I loved Kiel. We set off the next morning to the Schifffahrtsmuseum (shipping museum), housed in the old fish market, and tried to absorb some small fraction of the rich and fascinating maritime history of Kiel. We then took a bus (9 Euro tickets again – we really got our money’s worth from these) to visit a swimming spot for Bruce to enjoy the Kiel Fjord up close, but the way onto the pier appeared to be blocked even though we could see people swimming out from it. We tried to find another way but were driven back eventually by the smell – rotting fish, rotting seaweed or rotting sewage, whatever it was smelled even worse than our laundry!
Using another couple of buses, we went to the viewing platform over the Kiel Canal. In Kiel, it’s called the Nord-Ostsee-Canal (North-Baltic-Sea-Canal), which makes a lot of sense. Apparently it’s the busiest artificial waterway in the world, with around 32,000 vessels per year.

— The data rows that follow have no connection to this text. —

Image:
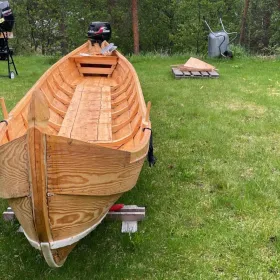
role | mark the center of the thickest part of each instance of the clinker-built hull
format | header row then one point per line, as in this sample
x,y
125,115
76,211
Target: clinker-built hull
x,y
72,146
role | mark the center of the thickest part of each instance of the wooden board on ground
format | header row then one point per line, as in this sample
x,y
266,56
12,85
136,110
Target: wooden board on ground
x,y
178,74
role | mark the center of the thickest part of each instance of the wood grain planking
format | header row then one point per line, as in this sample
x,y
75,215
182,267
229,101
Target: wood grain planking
x,y
23,210
14,169
71,215
76,167
37,161
95,70
70,116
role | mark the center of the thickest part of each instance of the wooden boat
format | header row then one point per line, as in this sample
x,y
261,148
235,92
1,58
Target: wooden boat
x,y
72,146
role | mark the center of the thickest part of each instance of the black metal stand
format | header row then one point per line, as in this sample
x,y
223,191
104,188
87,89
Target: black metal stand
x,y
6,54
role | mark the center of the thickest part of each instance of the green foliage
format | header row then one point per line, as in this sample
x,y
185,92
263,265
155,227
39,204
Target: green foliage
x,y
168,26
213,197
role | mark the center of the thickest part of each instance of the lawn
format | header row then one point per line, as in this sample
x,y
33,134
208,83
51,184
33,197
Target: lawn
x,y
213,198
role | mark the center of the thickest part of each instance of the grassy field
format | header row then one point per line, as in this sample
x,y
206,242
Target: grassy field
x,y
213,198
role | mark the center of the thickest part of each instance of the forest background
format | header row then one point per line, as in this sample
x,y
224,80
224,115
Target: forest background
x,y
52,27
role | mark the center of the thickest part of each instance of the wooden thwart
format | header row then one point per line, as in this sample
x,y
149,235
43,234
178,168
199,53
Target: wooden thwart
x,y
178,74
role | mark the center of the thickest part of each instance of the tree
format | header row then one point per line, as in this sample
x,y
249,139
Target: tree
x,y
243,22
135,26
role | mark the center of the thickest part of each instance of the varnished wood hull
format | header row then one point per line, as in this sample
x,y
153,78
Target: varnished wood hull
x,y
73,145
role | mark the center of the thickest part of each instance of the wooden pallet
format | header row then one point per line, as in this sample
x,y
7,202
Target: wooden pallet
x,y
178,74
129,215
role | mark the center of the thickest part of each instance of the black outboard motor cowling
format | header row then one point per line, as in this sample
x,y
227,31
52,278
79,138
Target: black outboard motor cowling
x,y
99,31
7,19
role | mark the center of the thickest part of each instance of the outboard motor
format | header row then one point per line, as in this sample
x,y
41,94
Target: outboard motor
x,y
99,32
218,42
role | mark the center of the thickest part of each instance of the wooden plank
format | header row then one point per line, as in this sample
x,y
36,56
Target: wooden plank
x,y
106,60
214,74
14,180
79,168
71,113
205,74
196,74
71,215
95,70
22,208
187,74
38,117
177,72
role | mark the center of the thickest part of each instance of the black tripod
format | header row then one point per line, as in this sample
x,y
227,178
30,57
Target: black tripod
x,y
6,54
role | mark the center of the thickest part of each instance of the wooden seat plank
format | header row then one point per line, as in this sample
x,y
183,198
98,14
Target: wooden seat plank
x,y
89,117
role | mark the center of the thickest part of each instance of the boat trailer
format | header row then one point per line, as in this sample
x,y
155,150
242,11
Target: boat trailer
x,y
129,215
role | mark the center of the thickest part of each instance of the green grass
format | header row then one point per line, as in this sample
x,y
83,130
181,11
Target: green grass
x,y
213,198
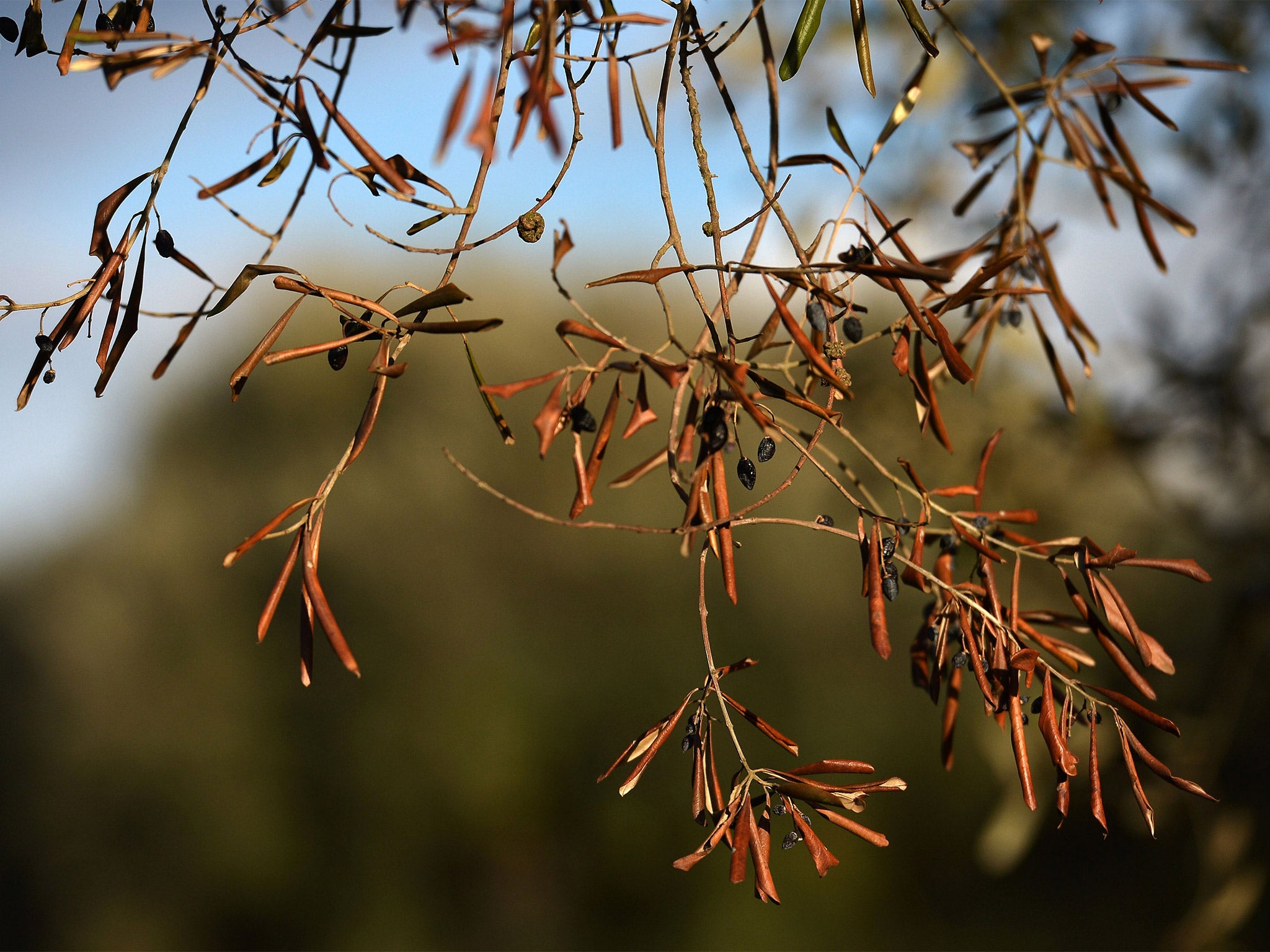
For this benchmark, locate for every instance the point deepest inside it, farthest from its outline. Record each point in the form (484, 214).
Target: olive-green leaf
(861, 30)
(836, 133)
(278, 167)
(246, 277)
(915, 20)
(904, 108)
(804, 32)
(426, 224)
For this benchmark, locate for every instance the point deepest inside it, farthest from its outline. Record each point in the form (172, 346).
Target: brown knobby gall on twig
(786, 385)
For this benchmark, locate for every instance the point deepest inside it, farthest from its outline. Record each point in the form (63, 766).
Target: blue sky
(68, 141)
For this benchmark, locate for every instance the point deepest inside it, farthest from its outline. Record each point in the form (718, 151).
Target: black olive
(164, 244)
(853, 329)
(714, 430)
(890, 588)
(815, 315)
(584, 420)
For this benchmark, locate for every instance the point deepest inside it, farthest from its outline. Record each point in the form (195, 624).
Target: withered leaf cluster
(711, 391)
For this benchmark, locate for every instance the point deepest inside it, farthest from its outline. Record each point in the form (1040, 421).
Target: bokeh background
(166, 782)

That’s many more vessels than the Suez Canal from what I could find online, but I still need to find comparative figures on tonnage. There is usually more than one possible measure, but either way, it’s a very busy stretch of water.

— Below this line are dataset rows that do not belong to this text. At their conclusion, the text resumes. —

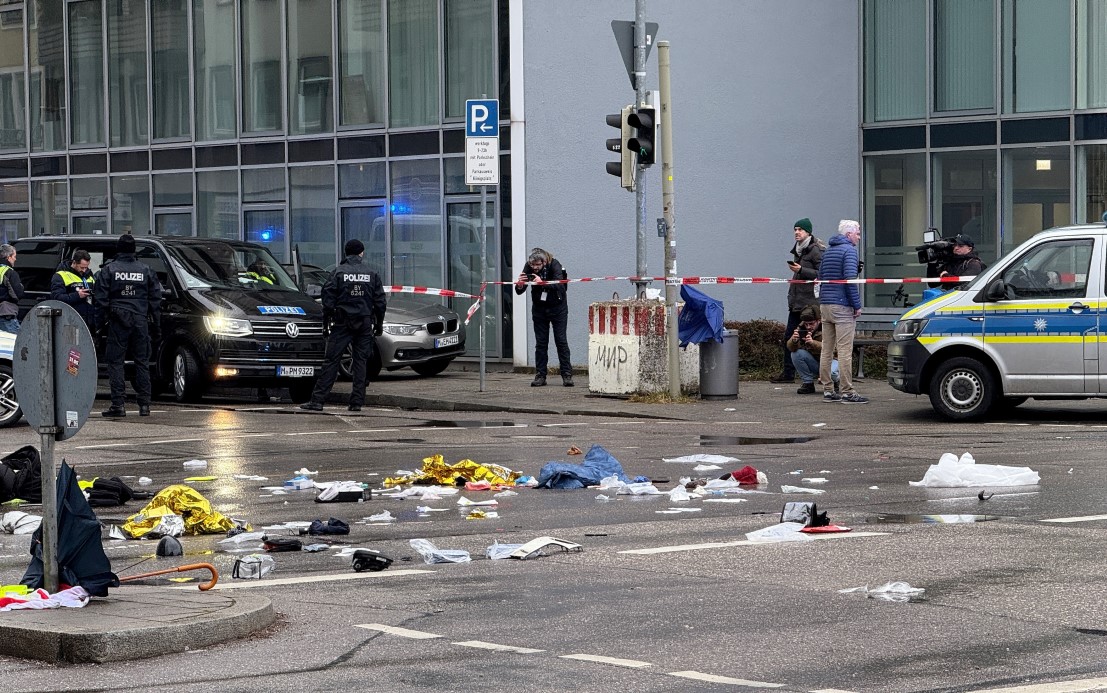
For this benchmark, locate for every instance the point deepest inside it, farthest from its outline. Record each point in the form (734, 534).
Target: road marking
(395, 630)
(1059, 686)
(713, 679)
(1086, 518)
(607, 660)
(320, 578)
(498, 648)
(723, 545)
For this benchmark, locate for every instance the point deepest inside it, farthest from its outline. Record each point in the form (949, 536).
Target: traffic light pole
(640, 266)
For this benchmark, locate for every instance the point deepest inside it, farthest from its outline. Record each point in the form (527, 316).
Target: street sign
(70, 352)
(482, 142)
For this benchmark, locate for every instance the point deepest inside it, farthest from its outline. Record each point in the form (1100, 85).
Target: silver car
(418, 332)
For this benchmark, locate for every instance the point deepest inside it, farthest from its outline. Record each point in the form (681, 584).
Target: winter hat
(125, 244)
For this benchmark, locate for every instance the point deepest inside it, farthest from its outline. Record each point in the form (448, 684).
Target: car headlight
(908, 329)
(227, 327)
(405, 330)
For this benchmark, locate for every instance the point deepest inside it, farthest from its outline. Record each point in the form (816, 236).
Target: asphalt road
(1014, 601)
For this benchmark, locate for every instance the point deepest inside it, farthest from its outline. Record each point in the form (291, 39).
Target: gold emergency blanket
(435, 471)
(183, 500)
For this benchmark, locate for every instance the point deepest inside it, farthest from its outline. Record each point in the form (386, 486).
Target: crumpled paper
(435, 471)
(178, 499)
(953, 473)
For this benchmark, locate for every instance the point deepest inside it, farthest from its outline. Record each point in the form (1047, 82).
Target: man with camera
(806, 348)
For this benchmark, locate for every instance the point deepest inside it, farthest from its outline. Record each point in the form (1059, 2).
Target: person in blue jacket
(840, 304)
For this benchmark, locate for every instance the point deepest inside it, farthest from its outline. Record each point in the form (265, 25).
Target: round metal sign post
(54, 369)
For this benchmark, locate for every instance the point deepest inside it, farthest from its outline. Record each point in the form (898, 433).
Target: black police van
(230, 314)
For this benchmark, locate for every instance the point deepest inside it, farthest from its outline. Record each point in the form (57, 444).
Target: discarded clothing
(597, 465)
(178, 499)
(953, 473)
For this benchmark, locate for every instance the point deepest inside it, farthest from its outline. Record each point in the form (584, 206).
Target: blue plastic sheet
(597, 465)
(701, 319)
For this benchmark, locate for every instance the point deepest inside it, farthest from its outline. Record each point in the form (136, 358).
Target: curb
(112, 629)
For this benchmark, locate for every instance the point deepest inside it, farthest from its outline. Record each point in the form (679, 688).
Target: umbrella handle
(204, 586)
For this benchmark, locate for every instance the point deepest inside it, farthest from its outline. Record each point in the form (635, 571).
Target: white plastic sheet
(959, 473)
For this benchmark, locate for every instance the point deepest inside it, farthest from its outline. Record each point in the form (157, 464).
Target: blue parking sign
(482, 117)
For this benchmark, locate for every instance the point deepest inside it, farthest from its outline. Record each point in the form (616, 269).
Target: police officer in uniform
(127, 295)
(353, 298)
(73, 283)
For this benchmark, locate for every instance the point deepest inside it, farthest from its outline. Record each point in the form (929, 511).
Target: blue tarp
(597, 465)
(701, 319)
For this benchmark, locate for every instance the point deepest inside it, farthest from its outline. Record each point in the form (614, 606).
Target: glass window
(126, 72)
(1036, 192)
(173, 189)
(264, 185)
(361, 62)
(471, 53)
(261, 85)
(964, 198)
(217, 204)
(1036, 48)
(1090, 57)
(895, 60)
(169, 65)
(131, 204)
(368, 179)
(964, 54)
(86, 72)
(416, 223)
(214, 35)
(413, 62)
(895, 220)
(47, 53)
(50, 211)
(12, 84)
(312, 213)
(309, 66)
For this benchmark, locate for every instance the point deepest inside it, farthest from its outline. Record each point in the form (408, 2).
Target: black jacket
(354, 291)
(548, 297)
(128, 289)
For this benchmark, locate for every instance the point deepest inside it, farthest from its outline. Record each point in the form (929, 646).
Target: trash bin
(718, 368)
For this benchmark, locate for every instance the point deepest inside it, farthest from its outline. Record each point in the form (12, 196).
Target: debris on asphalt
(432, 554)
(958, 473)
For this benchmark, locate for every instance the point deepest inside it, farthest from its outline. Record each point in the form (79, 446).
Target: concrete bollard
(627, 350)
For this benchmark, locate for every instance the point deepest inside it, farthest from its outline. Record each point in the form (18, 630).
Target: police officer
(72, 283)
(127, 295)
(353, 298)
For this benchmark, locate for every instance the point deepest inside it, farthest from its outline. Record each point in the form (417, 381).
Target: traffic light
(624, 167)
(644, 122)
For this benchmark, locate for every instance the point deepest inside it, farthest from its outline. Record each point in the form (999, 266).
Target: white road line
(395, 630)
(320, 578)
(607, 660)
(1059, 686)
(723, 545)
(492, 645)
(1086, 518)
(713, 679)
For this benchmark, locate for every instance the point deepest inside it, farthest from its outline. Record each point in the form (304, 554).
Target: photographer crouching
(806, 347)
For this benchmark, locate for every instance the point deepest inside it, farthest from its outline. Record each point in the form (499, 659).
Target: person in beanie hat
(806, 257)
(353, 299)
(127, 299)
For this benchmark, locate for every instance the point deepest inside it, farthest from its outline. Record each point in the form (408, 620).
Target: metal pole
(669, 203)
(640, 266)
(45, 327)
(484, 275)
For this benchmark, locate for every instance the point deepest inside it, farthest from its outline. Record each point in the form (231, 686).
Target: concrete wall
(765, 114)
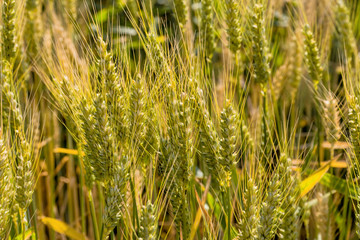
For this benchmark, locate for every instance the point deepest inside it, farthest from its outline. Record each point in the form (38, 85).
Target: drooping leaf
(62, 228)
(309, 183)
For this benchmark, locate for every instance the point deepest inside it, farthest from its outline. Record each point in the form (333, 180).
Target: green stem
(93, 216)
(22, 216)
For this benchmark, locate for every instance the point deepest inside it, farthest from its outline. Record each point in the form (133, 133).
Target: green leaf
(309, 183)
(340, 185)
(62, 228)
(103, 14)
(27, 234)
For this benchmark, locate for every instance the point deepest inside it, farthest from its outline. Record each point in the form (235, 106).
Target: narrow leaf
(62, 228)
(309, 183)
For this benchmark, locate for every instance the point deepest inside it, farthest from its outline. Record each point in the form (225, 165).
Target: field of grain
(180, 119)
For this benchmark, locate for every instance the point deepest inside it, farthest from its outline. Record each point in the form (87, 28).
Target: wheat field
(184, 119)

Back on the bus after canal viewing, quick bite of lunch by the main station and then we caught yet another bus out to the east side of the Kiel Fjord and visited a little beach, Strand Hasselfelde, where Bruce finally got his swim. Then back (bus!) to the hotel, and organising things for the remainder of our trip before a late dinner and a tired but happy collapse into bed.

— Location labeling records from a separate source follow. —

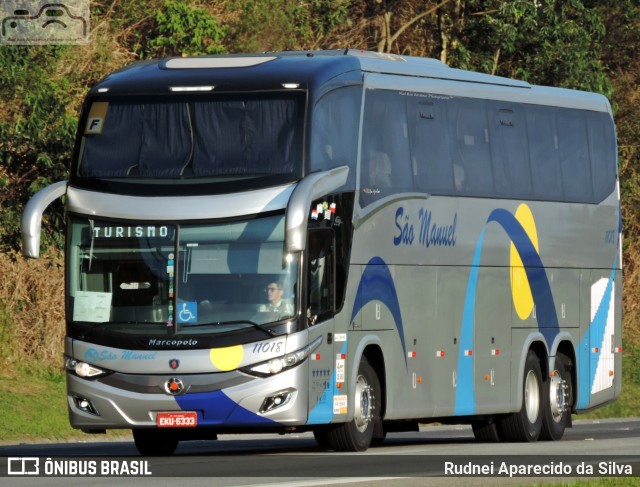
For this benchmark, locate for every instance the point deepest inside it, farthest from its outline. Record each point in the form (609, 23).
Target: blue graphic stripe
(547, 318)
(377, 284)
(322, 412)
(465, 389)
(594, 338)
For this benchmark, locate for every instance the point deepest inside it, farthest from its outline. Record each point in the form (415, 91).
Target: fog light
(83, 369)
(276, 400)
(85, 405)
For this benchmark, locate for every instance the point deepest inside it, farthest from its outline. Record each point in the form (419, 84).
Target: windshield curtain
(187, 278)
(203, 137)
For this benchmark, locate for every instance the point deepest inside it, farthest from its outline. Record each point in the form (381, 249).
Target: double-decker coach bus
(343, 242)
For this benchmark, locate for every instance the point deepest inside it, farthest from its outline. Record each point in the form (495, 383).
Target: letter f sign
(94, 125)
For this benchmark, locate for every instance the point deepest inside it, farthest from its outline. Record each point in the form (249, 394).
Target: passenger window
(509, 150)
(430, 147)
(574, 155)
(472, 155)
(385, 159)
(543, 153)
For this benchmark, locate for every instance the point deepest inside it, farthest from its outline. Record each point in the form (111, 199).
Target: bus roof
(305, 70)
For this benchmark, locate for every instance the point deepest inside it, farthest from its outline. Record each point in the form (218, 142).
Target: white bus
(343, 242)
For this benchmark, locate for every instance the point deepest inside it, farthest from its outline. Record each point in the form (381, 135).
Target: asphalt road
(435, 455)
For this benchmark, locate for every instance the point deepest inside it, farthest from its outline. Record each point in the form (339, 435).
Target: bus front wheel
(356, 435)
(526, 424)
(153, 443)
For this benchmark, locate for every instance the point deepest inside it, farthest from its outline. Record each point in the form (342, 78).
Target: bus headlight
(284, 362)
(83, 369)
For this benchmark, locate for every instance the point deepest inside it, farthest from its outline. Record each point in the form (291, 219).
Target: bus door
(325, 371)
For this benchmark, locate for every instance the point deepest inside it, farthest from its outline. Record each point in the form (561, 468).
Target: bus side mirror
(310, 188)
(32, 217)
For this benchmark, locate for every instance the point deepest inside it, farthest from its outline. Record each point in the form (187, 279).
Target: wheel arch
(535, 342)
(370, 347)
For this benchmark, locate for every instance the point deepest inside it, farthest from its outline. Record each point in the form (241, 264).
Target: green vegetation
(584, 44)
(604, 482)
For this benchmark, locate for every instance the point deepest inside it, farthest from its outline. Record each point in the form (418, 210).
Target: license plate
(187, 419)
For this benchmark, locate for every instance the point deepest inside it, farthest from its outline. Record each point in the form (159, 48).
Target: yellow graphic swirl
(228, 358)
(520, 289)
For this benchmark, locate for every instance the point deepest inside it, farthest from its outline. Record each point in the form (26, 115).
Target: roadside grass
(34, 407)
(628, 403)
(33, 402)
(601, 482)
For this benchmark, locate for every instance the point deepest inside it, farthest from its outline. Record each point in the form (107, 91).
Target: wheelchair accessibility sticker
(44, 22)
(188, 312)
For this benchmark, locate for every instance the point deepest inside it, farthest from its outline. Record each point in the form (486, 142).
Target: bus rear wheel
(356, 435)
(559, 394)
(526, 424)
(154, 443)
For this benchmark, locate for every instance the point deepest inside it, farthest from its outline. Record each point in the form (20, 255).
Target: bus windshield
(204, 278)
(206, 137)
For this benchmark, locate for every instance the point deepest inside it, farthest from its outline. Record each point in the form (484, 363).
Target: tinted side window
(385, 160)
(509, 149)
(334, 131)
(430, 146)
(543, 153)
(602, 148)
(574, 155)
(471, 149)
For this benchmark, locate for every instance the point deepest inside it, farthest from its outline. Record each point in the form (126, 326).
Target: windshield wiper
(234, 322)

Before we left, I had booked train tickets with the bikes from Kiel to Osnabrück in Germany for the return leg of the trip after Oslo. That was the best I could manage online, and we intended to cycle as much of the way from Osnabrück to IJMuiden as we could in three days and train hop for the rest. If I am honest, I have been slightly dreading that part of the trip as I’ve been so tired and struggling to cycle long distances. Bruce took charge of this and decided that we need to get ourselves back to within easy reach of the ferry home and have a few days of relaxation and only doing whatever cycle rides appeal. He sorted all of this out at the travel centre in Kiel Station – we will have a massively long day with three trains, but we should get all the way to Amsterdam and can then enjoy our last three days in Zaandam, our favourite base. The thought of this makes me very happy 😊.
We managed to fit in a short ride to see Hiroshima Park in Kiel, a very pretty and appropriately peaceful spot, before cycling across to Norwegenkai to catch our Oslo ferry. It was a good bit cooler and a little misty – quite a relief after so much heat. And we are now on the ferry, on our way to Oslo – but this is like no ferry I have ever known. To someone reared on CalMac, the North Sea ferry is unimaginable luxury, but the Kiel to Oslo ferry has someone playing a grand piano in the observation lounge where some people are sipping champagne. And there is a promenade with bars, restaurants and shops. There is a spa, a swimming pool and some kind of golf simulator also, although we haven’t explored these so far. This is much more cruise ship than ferry, and I’m struggling to get my head round it. We have blue skies and calm sea, for which I am grateful, but the small yacht that was struggling to get out of the way of the mighty ferry as we left the fjord might have preferred a bit more wind (it made it just in time, though). Onwards to Oslo!